On Tuesday, October 30, 2007, Merrill Lynch & Co., Inc. (“Merrill Lynch”) filed a trademark infringement lawsuit in the U.S. District Court for the Southern District of New York against “John Doe” – the unknown sender of e-mails containing some explicit racially denigrating remarks directed to be offensive towards African-Americans (e.g., using the “N-word” and the Don Imus-inspired "Nappy Headed Hoes”). See Merrill Lynch & Co., Inc. v. Doe, Case No. 1:07-cv-09649 (S.D.N.Y.). The e-mails went out to several African-American investment brokers within Merrill Lynch as well as the Reverend Al Sharpton back in September. Links to various news articles on the lawsuit can be found here, here, here, and here.
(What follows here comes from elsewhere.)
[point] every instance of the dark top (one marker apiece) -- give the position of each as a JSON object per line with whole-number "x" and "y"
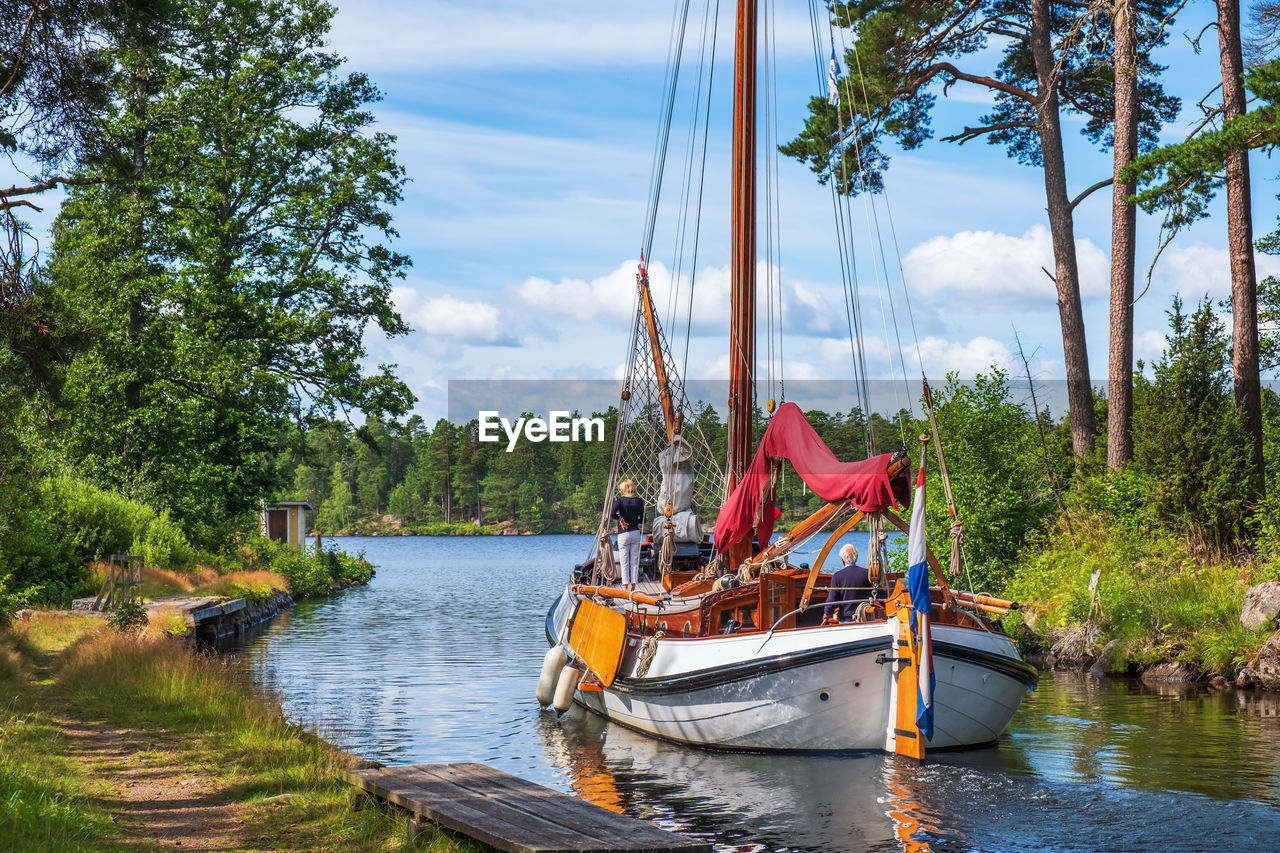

According to Merrill Lynch’s complaint, the defendant sent the e-mail using a Hotmail e-mail address but signed using the name of an actual Merrill Lynch regional administrative manager. The e-mail, made to appear as thought it had been sent from this Merrill Lynch manager, included a reference to the MERRILL LYNCH trademark. Given Merrill Lynch’s efforts to “foster an inclusive workplace environment that promotes mutual respect, acceptance, cooperation, and productivity among people from varying backgrounds, . . . defendant's fraudulent emails have not only cast the Merrill Lynch employee whose name has been used for these racially explicit emails in a negative light, they tarnish the reputation and good will associated with the Merrill Lynch name and mark.”

Merrill Lynch plans to subpoena the defendant’s Internet service provider as well as Microsoft (which owns Hotmail) in an effort to discover the identity of John Doe, which Merrill Lynch suspects lives in the Midwest.

In addition to seeking unspecified damages, Merrill Lynch is asking for injunctive relief to stop the further dissemination of such emails to its employees as well as any further false designation of origin of such e-mails to Merrill Lynch or its employees.

Sharpton was quoted as hailing the Merrill Lynch as “necessary and timely” given the sharp increase in threats and hate mail/emails this year directed towards himself and his National Action Network. Sharpton hopes that the lawsuit will encourage law enforcement to stop this kind of unchecked and illegal behavior.